Microplastiques et perturbateurs endocriniens : quel lien ?

Tandis que les articles sur les microparticules et les perturbateurs endocriniens se multiplient, tous les deux dans une thématique de santé environnementale, une certaine confusion s’est développée quant à la frontière entre ces notions. Quelle est le rapport entre microplastiques et perturbateurs endocriniens ? Quelles sont les différences ? Petite Tortue vous explique tout.

Un microplastique est un fragment de plastique d’une taille inférieure à 5 mm. En d’autres termes : un microplastique est un morceau de plastique de taille microscopique. Il existe deux types de microplastiques : les primaires et les secondaires. Il peut être primaire s’il est fabriqué volontairement (ex : certaines crèmes solaires) ; ou secondaire s’il est issu de la dégradation d’un objet plus grand.
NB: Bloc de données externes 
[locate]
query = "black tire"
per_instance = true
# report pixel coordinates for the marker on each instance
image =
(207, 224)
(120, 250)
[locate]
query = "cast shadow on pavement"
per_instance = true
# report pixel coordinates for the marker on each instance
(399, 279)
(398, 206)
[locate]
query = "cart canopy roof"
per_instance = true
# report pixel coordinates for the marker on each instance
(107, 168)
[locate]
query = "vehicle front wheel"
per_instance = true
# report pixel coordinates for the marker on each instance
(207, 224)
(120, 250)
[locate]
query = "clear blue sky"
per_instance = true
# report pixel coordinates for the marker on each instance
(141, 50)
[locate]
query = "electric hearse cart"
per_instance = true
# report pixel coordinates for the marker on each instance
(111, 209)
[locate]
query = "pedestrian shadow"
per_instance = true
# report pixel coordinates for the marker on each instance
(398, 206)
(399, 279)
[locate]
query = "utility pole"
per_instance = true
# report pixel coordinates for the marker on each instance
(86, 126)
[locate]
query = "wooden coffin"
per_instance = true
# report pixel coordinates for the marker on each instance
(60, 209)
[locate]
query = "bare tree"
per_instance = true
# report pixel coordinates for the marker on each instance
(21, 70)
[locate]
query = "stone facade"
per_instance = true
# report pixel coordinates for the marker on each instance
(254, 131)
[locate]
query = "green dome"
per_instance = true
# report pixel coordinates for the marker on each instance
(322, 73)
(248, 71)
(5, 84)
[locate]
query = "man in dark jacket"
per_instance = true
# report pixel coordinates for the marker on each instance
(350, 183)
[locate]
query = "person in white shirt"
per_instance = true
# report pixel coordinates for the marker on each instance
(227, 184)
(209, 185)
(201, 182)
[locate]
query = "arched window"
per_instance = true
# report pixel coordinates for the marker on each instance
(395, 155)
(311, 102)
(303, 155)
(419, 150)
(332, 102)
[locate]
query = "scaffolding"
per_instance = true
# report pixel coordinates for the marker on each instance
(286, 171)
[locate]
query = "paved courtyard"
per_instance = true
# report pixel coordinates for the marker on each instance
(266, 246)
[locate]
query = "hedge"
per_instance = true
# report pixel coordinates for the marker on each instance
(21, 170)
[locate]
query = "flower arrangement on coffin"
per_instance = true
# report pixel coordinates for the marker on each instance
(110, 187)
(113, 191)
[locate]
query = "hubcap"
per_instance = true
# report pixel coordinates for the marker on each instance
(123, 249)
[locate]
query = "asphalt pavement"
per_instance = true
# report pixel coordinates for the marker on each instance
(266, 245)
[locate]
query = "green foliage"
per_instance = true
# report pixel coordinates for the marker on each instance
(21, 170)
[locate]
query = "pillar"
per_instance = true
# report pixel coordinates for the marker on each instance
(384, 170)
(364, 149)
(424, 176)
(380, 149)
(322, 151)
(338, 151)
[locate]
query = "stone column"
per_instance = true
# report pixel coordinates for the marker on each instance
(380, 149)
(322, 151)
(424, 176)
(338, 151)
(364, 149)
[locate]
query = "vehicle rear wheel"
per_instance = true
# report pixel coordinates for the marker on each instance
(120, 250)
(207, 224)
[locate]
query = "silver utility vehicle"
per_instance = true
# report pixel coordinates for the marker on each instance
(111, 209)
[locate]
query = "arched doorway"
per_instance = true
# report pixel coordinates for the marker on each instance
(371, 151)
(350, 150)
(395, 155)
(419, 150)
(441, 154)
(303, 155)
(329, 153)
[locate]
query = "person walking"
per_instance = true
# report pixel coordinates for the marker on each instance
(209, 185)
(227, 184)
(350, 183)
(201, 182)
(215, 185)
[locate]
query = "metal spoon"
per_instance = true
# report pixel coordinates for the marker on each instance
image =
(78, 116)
Le problème avec les microplastiques c’est qu’ils sont des “morceaux” de plastique de toutes les tailles (inférieures à 5mm). Comparer des microplastiques revient à comparer deux tas de débris dans une décharge : un grand nombre de pièces toutes de formes et de tailles différentes. Généralement, pour ce genre de comparaison on utilise le poids : on pèse les deux tas de débris et en déduit que l’un contient plus de déchets de l’autre car il est plus lourd.

Le problème est que peser des micro-plastiques est impossible. Ils sont bien trop légers. On se retrouve donc obligés de les compter.

La méthode utilisée en laboratoire est d’utiliser un filtre. On verse de l’eau à travers un filtre et on regarde ce qui reste dans le filtre. Malheureusement il n’existe pas de protocole normé pour cela. Certains laboratoire utilisent des filtres de 5 mm tandis que d’autres préfèrent des filtres 1000 fois plus fin de 0,005 mm. Or un gros filtre va retenir moins de particules (seulement les plus grosses) et on aura donc l’impression que le liquide filtré est moins pollué. Au contraire, si le filtre a un maillage fin alors on attrapera beaucoup plus de particules et cela donnera l’impression que le liquide est beaucoup plus pollué.

pose d'un filtre à membrane en laboratoire

Pose d’un filtre à membrane en laboratoire

C’est pour ces raisons qu’on observe de si gros écarts dans le nombre de particules de microplastiques émises par tel ou tel produit, allant facilement de quelques milliers à plusieurs millions de particules.

Le plastique est un matériau formé de longues chaînes moléculaires identiques, produites en série à partir des mêmes briques de base. Pour que ces chaînes tiennent ensemble, pour les rendre plus résistantes ou pour leur donner une couleur, on y ajoute des substances appelées additifs. Prenons l’exemple du polypropylène, le plastique le plus utilisé dans les biberons : ses additifs améliorent sa résistance à la chaleur, aux UV ou encore sa mise en forme. Ces chaînes de plastique sont donc reliées entre elles par ces additifs, qui se comptent par milliers sur le marché.

Base polymère et additifs d'un plastique

Beaucoup d’additifs, surtout ceux d’origine synthétique, agissent comme des perturbateurs endocriniens. Leur particularité est qu’ils imitent nos hormones et trompent ainsi notre organisme. Quand le plastique s’use, sous l’effet de la chaleur, des frottements (comme lors du lavage d’un biberon) ou au contact de certains produits ; des microplastiques se détachent, emportant avec eux des perturbateurs endocriniens.

Schéma de la libération de particules de microplastiques et de perturbateurs endocriniens lors du lavage d'un biberon en plastique

Schéma de la libération de particules de microplastiques et de perturbateurs endocriniens lors du lavage d’un biberon en plastique

Un plastique est toujours composé d’une base polymère, à laquelle on ajoute systématiquement des additifs pour lui conférer les propriétés souhaitées. Dans le cas du polypropylène, ces additifs sont cruciaux pour sa résistance et sa forme. Les microplastiques deviennent alors le vecteur qui transporte ces additifs dans notre organisme.

L’Europe encadre l’exposition aux additifs : évaluations scientifiques poussées, autorisations contrôlées, restrictions ou interdictions en cas de risque avéré. Mais ce processus prend du temps et doit être repris du début pour chaque nouvel additif (il en existe plusieurs dizaines de milliers).

On ne parvient pas encore à évaluer avec certitude les effets d’une exposition quotidienne, même à faible dose. Pourquoi ? Parce que les sources d’exposition sont innombrables, que la sensibilité varie énormément d’une personne à l’autre, et surtout il n’existe pas de « patient zéro » non exposé pour servir de référence !
Certaines études relèvent cependant dans tout le monde occidental (le plus exposé au plastique) des pubertés de plus en plus précoces, des problèmes hormonaux et de fertilité, et la présence de microplastiques dans le corps de chaque être humain testé.